COLUNISTA
No artigo da semana passada apresentei o conceito de causação circular cumulativa, elaborado pelo economista sueco Karl Gunnar Myrdal (1898-1987), um dos economistas mais importantes do século XX: professor da Universidade de Estocolmo, membro do parlamento sueco, ministro da indústria e comércio e secretário executivo da Comissão das Nações Unidas para a Europa em 1947, foi também ganhador do Prêmio do Banco da Suécia em Economia em 1974.
O conceito de causação circular cumulativa não é fácil de ser compreendido por economistas formados na teoria econômica mais convencional, que trata os fatores econômicos isoladamente e, portanto, não entendem como fatores econômicos e sociais interagem. Mas é um conceito fácil de ser entendido pelas pessoas que, mesmo não conhecendo a teoria econômica convencional vivem na economia concreta de um país menos desenvolvido como o nosso, especialmente aquelas que vivem nas periferias.
Afirmar que existe uma causação circular cumulativa significa afirmar que o funcionamento da economia envolve processos circulares, isto é, situações que se reforçam e se aprofundam, tanto para o bem como para o mal. Estes processos circulares surgem pela combinação justamente de fatores econômicos e sociais.
Por exemplo, vamos supor uma população pobre, vivendo na periferia de uma grande cidade, seja do Brasil ou de outro país menos desenvolvido. Por serem usualmente marginalizadas, vivem em situação de insegurança social, com pouco acesso a benefícios sociais como educação, saúde e moradias decentes, isto é, sem infraestruturas básicas como redes de água tratada e esgotos.
Em razão disto, sua produtividade é baixa (um fator econômico), pois seu nível educacional é baixo e sua saúde precária (fatores sociais). Como sua produtividade é baixa, estas pessoas conseguem apenas empregos de baixa remuneração, ou empregos ocasionais ou ainda desenvolvem atividades autônomas mal remuneradas, obtendo assim rendimentos reduzidos. Em função destes rendimentos reduzidos, estes indivíduos não conseguem ter acesso à saúde, educação ou melhorar suas condições de moradia e, desta forma, eles e seus filhos permanecem presos a uma situação de pobreza em um círculo vicioso ou, como chamou Gunnar Myrdal, em um processo de causação circular cumulativa de caráter negativo.

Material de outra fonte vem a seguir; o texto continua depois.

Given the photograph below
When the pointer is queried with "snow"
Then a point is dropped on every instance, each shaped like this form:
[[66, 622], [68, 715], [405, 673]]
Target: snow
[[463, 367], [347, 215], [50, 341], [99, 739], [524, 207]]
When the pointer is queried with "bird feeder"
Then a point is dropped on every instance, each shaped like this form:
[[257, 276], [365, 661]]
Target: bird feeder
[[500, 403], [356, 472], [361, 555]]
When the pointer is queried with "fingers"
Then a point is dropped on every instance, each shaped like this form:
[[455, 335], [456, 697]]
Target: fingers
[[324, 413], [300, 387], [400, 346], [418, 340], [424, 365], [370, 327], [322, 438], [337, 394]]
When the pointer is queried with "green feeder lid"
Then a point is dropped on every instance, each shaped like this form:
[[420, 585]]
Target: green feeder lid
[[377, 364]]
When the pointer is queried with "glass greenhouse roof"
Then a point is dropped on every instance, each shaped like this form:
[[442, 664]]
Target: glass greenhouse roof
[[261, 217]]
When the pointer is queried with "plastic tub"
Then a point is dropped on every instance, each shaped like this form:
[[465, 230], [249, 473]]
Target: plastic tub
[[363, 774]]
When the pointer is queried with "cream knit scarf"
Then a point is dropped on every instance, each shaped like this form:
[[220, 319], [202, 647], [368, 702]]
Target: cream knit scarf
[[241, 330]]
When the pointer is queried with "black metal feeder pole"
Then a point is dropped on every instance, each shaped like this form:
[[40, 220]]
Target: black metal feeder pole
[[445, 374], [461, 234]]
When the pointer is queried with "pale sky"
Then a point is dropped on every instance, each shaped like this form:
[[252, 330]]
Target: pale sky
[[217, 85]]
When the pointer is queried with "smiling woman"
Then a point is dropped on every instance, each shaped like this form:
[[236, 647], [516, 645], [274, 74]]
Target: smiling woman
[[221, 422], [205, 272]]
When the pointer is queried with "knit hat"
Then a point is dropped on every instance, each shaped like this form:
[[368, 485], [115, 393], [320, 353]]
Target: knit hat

Existe uma causação circular positiva? Sim, se as condições forem favoráveis. Compare a situação que acabamos de descrever com a situação nas áreas mais nobres das grandes cidades de países menos desenvolvidos, como o Brasil. Nestas áreas as pessoas têm um padrão de vida elevado, acesso à educação e saúde de qualidade, e suas moradias dispõem de toda a infraestrutura necessária para a vida moderna. Por conseguinte, estes indivíduos têm produtividade elevada, obtém empregos estáveis com melhor remuneração e conseguem sustentar suas condições de vida, para si mesmos e seus filhos. Trata-se de um processo de causação circular cumulativa positivo, que consolida e reforça sua situação nos segmentos superiores da pirâmide social.
Resumindo, o processo de causação circular cumulativa reforça as desigualdades já existentes, combinando fatores econômicos e sociais. Vamos considerar agora a revolução digital que se anuncia, a chamada indústria 4.0, que vai combinar a tecnologia digital (especialmente a inteligência artificial) com o acesso à internet e com a robótica. Estudos têm demonstrado que, enquanto vários empregos de nível médio e superior que envolvem padronização das tarefas serão eliminados (como, por exemplo, advogados tributários e médicos especializados em diagnóstico por imagem), empregos que exigem capacidade de análise de informações e criatividade deverão ser mais demandados.
Ocorre que a capacidade para a análise de informações e o exercício de criatividade no trabalho dependem de um nível de educação elevado, com condições de vida favoráveis, isto é, acesso à saúde, à moradia e à educação que permitam ao indivíduos se concentrarem em tarefas intelectuais. Em função do processo de causação circular cumulativa de caráter negativo nas periferias e positivo nas áreas nobres das grandes cidades, a criação de empregos na era digital deve aprofundar o fosso entre os grupos sociais discriminados e os grupos em melhor situação, a menos que algo seja feito para reduzir este fosso.
Se nada for feito, o admirável mundo novo que se aproxima vai piorar o pesadelo em que já vivemos.